But in the past, it's normally 40 days. We have to prepare ourselves, and we have a better warehouse now, it's bigger, it's right by O’Hare airport. And we have designated people working there to account for our inventory, to make sure our inventory is good. For the franchisees, we recommend them to give us the order, like two months before their opening. So we can directly ship the first round of orders from China directly to them. It cost less for them, and also because they can transport domestically from our warehouse to their location. It's cheaper to ship directly from China.
Normally, two months is not too much for the franchisees because typically their remodeling takes longer than that. So I don't see any problem for the franchisees right now so far. We have another franchisee in Texas, in the Houston area. Their opening date will be in January, mid-January. Their first round of the ingredients will arrive mid-December. There is still one month of cushion there.
INFI: What are lessons learned in owning a boba shop, wanting to spread the boba tea culture.
Chen: Actually, beyond Elitea, I have another small restaurant here called Memior, it's a spicy hot pot. That one is serving food, but that one is also standardized. So everyone can cook it based on our recipe. The chef can do the same thing as before. If he does something not to our standards or whatever, we can easily to replace him.
The lesson to learn is we can, as a team, we all have our full-time job, we can't be in the restaurant all the time. So we have to do something has standardized operations. Bubble tea, and the spicy hot pot, those spicy pots, those are the other ones I probably will choose in the future. Or maybe like poke, those ones can be standardized. Like specialty dishes, I don't know; it can be very good in the market. But at the same time, it's very hard to manage from our perspective.
INFI: Okay, right on. And so to wrap it up, tell us what the plans for Uni Uni are, what can we expect? Why come to Uni Uni over all the other bubble tea places that we can go?

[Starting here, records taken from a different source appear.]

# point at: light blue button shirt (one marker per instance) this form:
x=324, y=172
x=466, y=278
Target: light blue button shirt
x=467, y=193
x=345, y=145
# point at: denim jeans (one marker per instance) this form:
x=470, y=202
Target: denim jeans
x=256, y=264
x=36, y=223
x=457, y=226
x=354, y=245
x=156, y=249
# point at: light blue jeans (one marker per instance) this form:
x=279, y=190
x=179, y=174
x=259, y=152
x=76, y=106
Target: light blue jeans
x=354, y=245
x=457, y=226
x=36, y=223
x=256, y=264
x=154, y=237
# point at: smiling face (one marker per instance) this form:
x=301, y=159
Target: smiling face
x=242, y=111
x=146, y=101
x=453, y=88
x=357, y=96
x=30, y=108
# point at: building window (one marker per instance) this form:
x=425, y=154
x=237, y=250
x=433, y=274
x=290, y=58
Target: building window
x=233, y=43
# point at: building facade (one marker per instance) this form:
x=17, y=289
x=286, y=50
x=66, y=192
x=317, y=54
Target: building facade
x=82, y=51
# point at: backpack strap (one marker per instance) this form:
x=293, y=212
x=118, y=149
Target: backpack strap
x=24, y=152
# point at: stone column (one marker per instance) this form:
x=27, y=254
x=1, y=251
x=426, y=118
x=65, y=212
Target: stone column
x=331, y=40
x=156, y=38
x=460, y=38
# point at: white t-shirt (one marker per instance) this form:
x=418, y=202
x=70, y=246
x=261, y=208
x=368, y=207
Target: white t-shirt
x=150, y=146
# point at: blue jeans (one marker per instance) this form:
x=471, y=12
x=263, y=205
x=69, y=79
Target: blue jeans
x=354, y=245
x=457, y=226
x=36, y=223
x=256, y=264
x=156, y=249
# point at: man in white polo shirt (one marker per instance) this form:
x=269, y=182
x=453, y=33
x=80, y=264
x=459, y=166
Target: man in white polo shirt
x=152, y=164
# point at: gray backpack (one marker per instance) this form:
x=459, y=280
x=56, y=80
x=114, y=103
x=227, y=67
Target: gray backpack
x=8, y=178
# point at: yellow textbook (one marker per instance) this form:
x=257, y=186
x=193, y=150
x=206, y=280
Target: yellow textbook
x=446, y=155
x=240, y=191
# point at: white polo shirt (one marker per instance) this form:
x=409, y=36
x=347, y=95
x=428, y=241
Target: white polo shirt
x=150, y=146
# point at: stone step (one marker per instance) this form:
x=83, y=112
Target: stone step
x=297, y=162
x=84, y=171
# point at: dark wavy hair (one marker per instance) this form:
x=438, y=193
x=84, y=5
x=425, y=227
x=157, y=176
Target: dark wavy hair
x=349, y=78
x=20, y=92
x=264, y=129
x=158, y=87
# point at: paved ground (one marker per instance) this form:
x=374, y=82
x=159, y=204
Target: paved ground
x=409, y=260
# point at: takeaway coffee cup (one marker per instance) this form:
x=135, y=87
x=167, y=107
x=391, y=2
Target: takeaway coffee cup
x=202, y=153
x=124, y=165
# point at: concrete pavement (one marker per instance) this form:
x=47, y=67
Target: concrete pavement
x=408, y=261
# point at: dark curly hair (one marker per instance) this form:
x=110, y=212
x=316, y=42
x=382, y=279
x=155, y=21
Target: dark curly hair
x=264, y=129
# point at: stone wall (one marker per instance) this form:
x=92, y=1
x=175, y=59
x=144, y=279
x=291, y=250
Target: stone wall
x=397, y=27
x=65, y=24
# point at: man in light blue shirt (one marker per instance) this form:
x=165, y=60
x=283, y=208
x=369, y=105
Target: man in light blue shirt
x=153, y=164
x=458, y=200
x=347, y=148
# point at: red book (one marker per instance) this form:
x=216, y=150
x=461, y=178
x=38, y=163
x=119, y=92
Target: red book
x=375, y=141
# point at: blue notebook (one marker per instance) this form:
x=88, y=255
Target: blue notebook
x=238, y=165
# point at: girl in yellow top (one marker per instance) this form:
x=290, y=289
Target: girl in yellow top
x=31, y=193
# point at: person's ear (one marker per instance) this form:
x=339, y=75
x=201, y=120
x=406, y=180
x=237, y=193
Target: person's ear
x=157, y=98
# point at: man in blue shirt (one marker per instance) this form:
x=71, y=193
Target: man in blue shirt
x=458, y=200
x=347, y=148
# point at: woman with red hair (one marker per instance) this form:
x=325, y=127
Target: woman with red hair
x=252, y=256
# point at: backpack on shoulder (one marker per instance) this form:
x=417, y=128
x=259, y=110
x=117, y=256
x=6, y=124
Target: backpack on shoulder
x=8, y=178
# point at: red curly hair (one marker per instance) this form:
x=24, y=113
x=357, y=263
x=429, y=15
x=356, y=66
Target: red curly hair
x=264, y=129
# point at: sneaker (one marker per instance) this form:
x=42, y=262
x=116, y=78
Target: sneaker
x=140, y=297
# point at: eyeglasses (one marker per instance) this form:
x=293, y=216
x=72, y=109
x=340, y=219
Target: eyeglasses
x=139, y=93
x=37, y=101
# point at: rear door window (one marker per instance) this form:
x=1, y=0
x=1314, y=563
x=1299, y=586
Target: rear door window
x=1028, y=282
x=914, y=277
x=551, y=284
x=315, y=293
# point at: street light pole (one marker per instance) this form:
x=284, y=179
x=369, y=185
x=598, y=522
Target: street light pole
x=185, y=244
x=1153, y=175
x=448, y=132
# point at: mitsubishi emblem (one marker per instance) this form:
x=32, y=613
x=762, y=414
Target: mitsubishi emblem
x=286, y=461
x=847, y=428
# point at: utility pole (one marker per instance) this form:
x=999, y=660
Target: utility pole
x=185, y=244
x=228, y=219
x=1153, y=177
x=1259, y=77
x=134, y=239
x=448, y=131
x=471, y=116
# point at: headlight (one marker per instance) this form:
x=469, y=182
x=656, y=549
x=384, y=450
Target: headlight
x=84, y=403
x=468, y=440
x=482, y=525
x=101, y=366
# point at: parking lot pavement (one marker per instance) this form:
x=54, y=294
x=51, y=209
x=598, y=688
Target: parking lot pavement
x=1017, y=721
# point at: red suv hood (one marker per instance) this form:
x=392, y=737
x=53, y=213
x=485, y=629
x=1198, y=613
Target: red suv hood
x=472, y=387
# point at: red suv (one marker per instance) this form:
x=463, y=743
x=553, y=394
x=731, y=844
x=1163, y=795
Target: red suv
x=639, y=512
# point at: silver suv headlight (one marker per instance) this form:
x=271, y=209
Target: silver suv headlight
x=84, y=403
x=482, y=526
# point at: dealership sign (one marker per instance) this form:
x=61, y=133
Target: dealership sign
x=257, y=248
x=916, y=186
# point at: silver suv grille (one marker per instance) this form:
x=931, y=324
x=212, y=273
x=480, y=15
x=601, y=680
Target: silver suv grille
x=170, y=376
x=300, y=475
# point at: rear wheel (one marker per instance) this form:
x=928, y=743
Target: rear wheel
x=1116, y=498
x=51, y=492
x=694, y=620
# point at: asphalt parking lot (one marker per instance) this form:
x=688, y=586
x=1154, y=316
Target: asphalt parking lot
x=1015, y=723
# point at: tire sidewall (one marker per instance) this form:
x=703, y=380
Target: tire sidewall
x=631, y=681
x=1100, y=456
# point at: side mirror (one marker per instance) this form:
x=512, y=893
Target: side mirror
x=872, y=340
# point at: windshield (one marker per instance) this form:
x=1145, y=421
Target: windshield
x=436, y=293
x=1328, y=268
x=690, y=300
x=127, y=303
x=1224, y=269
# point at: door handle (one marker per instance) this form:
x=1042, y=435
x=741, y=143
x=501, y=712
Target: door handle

Chen: Yes. Uni Uni, we're a group of young owners where we're all in our 20s and early 30s. We know what the young customers want, what they need. And at the same time, we all came here for college. And so we know those foreign students what they really like in Asia or all over the world. And we'll keep looking for the new ideas or products for making bubble teas.
There's a lot of old brands; I don't want to name them. But once they set up a set of series of products, they use it forever. And a lot of the products, or the brands on the market, they were established like ten years ago and still use the same recipe. So that's not the way we are going. So we'll keep looking for the new ideas, the new, maybe packaging, new ingredients and a new way of making the bubble teas, I would say that.
We're in the process of creating a space called the Uni lab, so we'll set up a set of equipment by the counter. So that we can teach the customers, or we can let the customers use our ingredients to make their own bubble teas. It's kind of not just like the products or the bubble tea, the drink itself is what we call the experience. We want to spread the culture.
It's happening all over the United States as well. I mean, like there's still a lot of space to grow. It's very competitive in China now; I mean, there are so many bubble tea stores and brands. But in United States, there are definitely a lot of cities and college towns; there are opportunities right there, I would say. So that's why I want to share our experience, and I want to share our products. We want to collaborate with more people and to bring the UNI UNI products to the States.